BACKGROUND: Influenza vaccine is rarely used in Kenya, and little is known about attitudes towards the vaccine. From June-September 2010, free seasonal influenza vaccine was offered to children between 6 months and 10 years old in two Population-Based Infectious Disease Surveillance (PBIDS) sites. This survey assessed attitudes about influenza, uptake of the vaccine and experiences with childhood influenza vaccination. METHODS: We administered a questionnaire and held focus group discussions with parents of children of enrollment age in the two sites before and after first year of the vaccine campaign. For pre-vaccination focus group discussions, we randomly selected mothers and fathers who had an eligible child from the PBIDS database to participate. For the post-vaccination focus group discussions we stratified parents whose children were eligible for vaccination into fully vaccinated, partially vaccinated and non-vaccinated groups. RESULTS: Overall, 5284 and 5755 people completed pre and post-vaccination questionnaires, respectively, in Kibera and Lwak. From pre-vaccination questionnaire results, among parents who were planning on vaccinating their children, 2219 (77.6%) in Kibera and 1780 (89.6%) in Lwak said the main reason was to protect the children from seasonal influenza. In the pre-vaccination discussions, no parent had heard of the seasonal influenza vaccine. At the end of the vaccine campaign, of 18,652 eligible children, 5,817 (31.2%) were fully vaccinated, 2,073 (11.1%) were partially vaccinated and, 10,762 (57.7%) were not vaccinated. In focus group discussions, parents who declined vaccine were concerned about vaccine safety or believed seasonal influenza illness was not severe enough to warrant vaccination. Parents who declined the vaccine were mainly too busy [251(25%) in Kibera and 95 (10.5%) in Lwak], or their child was away during the vaccination period [199(19.8%) in Kibera; 94(10.4%) in Lwak]. CONCLUSION: If influenza vaccine were to be introduced more broadly in Kenya, effective health messaging will be needed on vaccine side effects and frequency and potential severity of influenza infection.

Detection of influenza A virus in live bird markets in Kenya, 2009-2011.

BACKGROUND: Surveillance for influenza viruses within live bird markets (LBMs) has been recognized as an effective tool for detecting circulating avian influenza viruses (AIVs). In Sub-Saharan Africa, limited data exist on AIVs in animal hosts, and in Kenya the presence of influenza virus in animal hosts has not been described. OBJECTIVES: This surveillance project aimed to detect influenza A virus in poultry traded in five LBMs in Kenya.
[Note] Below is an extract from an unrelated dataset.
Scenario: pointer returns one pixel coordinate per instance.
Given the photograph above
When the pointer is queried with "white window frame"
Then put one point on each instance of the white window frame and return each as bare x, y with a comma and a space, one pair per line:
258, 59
METHODS: We visited each market monthly and collected oropharyngeal and cloacal specimens from poultry and environmental specimens for virological testing for influenza A by real time RT-PCR. On each visit, we collected information on the number and types of birds in each market, health status of the birds, and market practices. RESULTS: During March 24, 2009-February 28, 2011, we collected 5221 cloacal and oropharyngeal swabs. Of the 5199 (99·6%) specimens tested, influenza A virus was detected in 42 (0·8%), including 35/4166 (0·8%) specimens from chickens, 3/381 (0·8%) from turkeys, and 4/335 (1·2%) from geese. None of the 317 duck specimens were positive. Influenza was more commonly detected in oropharyngeal [33 (1·3%)] than in cloacal [9 (0·4%)] specimens. None of the 485 environmental specimens were positive. Virus was detected in all five markets during most (14/22) of the months. Ducks and geese were kept longer at the market (median 30 days) than chickens (median 2days). CONCLUSIONS: Influenza A was detected in a small percentage of poultry traded in LBMs in Kenya. Efforts should be made to promote practices that could limit the maintenance and transmission of AIVs in LBMs.